Last year the European Union (EU) adopted the General Data Protection Regulation (GDPR) in an attempt to protect the private data of people living and working within the EU. The regulation won’t go into full effect until May 2018, but it still provides a clear vision of how today’s countries should take data privacy seriously. The United States (U.S.) should take a close look at Europe’s GDPR to learn more about it can protect its citizens.
The US Needs to End Corporate Corruption
Image via Flickr by Harakir
The illusion of consumer choice says that people can shape how corporations behave by choosing where to place their money. In reality, consumers have very few options, especially when it comes to choosing banks.
Although the U.S. government continues to pretend that consumers have plenty of options, people know that they have to put their trust in untrustworthy corporations. Otherwise, they lose convenient features that only large companies can offer. This leads to several problems that the GDPR could potentially prevent.
Wells Fargo provides a good example of this. During the mid-2000s, employees gave intentionally misleading information to customers. In some cases, they outright lied to secure more accounts. When the misdeeds became public, Wells Fargo fired about 5,000 employees found guilty of manipulating customers. The company did not, however, fire upper management that encouraged employees to act unethically.

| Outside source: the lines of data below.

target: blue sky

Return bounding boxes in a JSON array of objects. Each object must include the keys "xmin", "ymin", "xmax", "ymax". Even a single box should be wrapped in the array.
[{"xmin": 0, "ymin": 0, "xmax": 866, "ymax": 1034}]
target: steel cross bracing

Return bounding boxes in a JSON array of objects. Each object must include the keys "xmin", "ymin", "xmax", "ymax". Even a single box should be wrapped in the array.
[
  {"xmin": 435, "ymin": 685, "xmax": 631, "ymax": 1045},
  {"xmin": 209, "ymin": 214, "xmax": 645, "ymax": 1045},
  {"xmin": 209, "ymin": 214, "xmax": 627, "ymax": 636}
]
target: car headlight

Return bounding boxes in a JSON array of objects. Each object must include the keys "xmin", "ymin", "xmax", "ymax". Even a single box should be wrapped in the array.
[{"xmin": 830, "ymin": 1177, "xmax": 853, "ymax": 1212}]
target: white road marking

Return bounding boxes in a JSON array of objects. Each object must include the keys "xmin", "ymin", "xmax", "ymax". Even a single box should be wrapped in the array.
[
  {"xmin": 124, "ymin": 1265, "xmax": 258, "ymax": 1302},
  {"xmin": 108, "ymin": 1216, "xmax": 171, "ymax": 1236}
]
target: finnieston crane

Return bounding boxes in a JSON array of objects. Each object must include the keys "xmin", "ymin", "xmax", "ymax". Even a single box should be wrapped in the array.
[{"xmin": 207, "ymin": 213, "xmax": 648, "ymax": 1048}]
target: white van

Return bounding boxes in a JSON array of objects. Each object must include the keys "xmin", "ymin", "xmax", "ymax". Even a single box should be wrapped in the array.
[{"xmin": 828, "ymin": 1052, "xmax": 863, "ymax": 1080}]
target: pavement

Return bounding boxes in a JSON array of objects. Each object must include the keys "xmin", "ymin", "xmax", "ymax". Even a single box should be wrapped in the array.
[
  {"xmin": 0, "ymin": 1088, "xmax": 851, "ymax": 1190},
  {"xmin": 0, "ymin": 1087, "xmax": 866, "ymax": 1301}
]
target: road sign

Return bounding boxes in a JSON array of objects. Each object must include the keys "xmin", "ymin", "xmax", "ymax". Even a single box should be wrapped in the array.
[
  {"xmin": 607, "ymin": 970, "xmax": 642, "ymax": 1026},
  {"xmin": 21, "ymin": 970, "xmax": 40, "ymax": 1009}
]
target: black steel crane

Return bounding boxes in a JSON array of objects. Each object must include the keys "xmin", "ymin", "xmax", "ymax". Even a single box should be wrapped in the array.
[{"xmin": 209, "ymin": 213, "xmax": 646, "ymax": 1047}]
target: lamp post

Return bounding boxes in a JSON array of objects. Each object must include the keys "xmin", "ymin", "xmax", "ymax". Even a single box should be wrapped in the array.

Instituting a regulation like GDPR would make it more difficult for companies to abuse consumers. It would also force companies to pay large fines when they misuse public data. As a result, more corporations would use data properly to avoid penalties.
Consumers Need Guaranteed Data Breach Notifications
According to GDPR organizations must inform local supervisory authorities of data breaches within 72 hours of any data loss. The local supervisory authority can take a closer look at the breach and determine whether individuals might be affected by the data loss. If private data has been breached, then the authority can force corporations to notify consumers immediately. This is one reason that computer security companies like Skyhigh Networks support GDPR.
California has a similar law, but the U.S. federal government doesn’t have anything similar to GDPR’s data breach notification guarantee. Other than companies and individuals in California, Americans have little to no protection unless corporations choose to disclose breaches.
This situation leaves people in a state of limbo. At any given moment, you don’t know whether your data has been compromised. Requiring organizations to notify individuals as quickly as possible would create a better atmosphere in which people could feel safer.
US Consumers Deserve Straightforward Agreements
User agreements in the U.S. have such complicated language that it practically requires hiring a lawyer to understand them. Agreements can run on for hundreds of words, making it difficult for average people to know what they’re signing. Because of this, corporations can legally gain access to private information without truly informing consumers.
GDPR eliminates this concern by forcing companies to use straightforward language in all of their user agreements. It also gives consumers the right to a simple process that lets them back out of agreements.
The U.S. needs to take data privacy more seriously by adopting regulations similar to GDPR. Until then, no one can feel certain about their privacy.